Expected goals: An introduction
What is an expected goal?
Expected goals (xG) is a stat (commonly used in football and hockey) that quantifies the quality of a scoring opportunity (a chance). For every shot in every game, the probability of that shot becoming a goal is predicted. In the simplest of models, this is usually based on the distance to the goal. Intuitively, the further you are from the goal, the less likely your shot will be a goal.
Quantifying the quality of scoring opportunities is a pathway to many analyses I consider to be crucial. Consider a situation where you and your solo standard teammates all take 5 shots, scoring no goals. You point out that your shots were flip reset double touches musty flicks where you just failed to beat the last defender, whereas theirs were open-goal misses.
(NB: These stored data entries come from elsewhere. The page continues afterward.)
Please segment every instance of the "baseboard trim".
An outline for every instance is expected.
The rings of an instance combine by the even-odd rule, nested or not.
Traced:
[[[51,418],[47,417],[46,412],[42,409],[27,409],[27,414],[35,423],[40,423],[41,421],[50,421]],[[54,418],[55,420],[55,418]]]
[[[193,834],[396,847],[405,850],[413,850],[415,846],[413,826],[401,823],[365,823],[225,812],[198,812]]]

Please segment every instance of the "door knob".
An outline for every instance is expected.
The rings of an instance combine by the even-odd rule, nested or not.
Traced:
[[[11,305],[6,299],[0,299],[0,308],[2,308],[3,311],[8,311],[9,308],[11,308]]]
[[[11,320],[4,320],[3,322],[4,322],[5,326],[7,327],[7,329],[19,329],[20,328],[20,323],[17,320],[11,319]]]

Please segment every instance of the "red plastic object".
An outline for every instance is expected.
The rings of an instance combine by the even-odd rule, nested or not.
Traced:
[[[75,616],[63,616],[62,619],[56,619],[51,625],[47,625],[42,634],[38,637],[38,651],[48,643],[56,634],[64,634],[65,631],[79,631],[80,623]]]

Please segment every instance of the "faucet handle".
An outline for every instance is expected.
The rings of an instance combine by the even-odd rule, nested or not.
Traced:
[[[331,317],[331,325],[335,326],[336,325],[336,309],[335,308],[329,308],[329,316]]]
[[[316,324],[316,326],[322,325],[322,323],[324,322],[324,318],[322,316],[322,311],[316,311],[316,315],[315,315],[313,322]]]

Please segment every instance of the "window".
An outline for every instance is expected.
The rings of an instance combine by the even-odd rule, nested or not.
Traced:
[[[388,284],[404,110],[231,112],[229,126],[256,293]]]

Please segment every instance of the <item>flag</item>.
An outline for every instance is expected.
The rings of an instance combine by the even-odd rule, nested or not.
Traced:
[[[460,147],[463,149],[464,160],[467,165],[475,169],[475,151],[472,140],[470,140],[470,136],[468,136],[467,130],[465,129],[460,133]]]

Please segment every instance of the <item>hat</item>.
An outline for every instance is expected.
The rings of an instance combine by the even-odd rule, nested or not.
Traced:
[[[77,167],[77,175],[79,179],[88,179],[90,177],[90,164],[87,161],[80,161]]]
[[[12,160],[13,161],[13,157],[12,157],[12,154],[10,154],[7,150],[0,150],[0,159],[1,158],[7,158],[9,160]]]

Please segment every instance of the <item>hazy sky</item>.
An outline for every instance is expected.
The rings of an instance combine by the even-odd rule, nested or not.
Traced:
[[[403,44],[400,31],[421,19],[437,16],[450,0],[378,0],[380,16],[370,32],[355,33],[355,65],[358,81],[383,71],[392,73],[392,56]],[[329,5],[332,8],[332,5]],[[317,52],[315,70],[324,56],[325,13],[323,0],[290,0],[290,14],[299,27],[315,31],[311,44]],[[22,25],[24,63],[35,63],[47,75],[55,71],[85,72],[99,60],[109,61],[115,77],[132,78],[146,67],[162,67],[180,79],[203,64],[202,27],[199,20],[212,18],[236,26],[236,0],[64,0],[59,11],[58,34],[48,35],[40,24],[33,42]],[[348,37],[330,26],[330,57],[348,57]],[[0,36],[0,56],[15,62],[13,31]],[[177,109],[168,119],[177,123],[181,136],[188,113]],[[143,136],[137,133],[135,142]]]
The end-game scoreboard stats sadly misrepresent the situation and fail to reflect that it was your teammates’ failed shooting that cost you the game1. Here’s where expected goal (xG) stats come into play! You can point at your low xG, which reflects the quality of the chances you had – it was to be expected that you would not manage to convert them. Their xG, on the other hand, will show that they were on the receiving end of significantly more/better chances and should have scored more.
Over a large number of games, players’ goals per xG will represent their ability to convert chances, and their average xG per shot will indicate the difficulty of shots they’re taking. Also, players’ average xG per game represents the scoring chances they get (and when comparing between teammates, this number can show their respective usage percentages on the offensive end of the field).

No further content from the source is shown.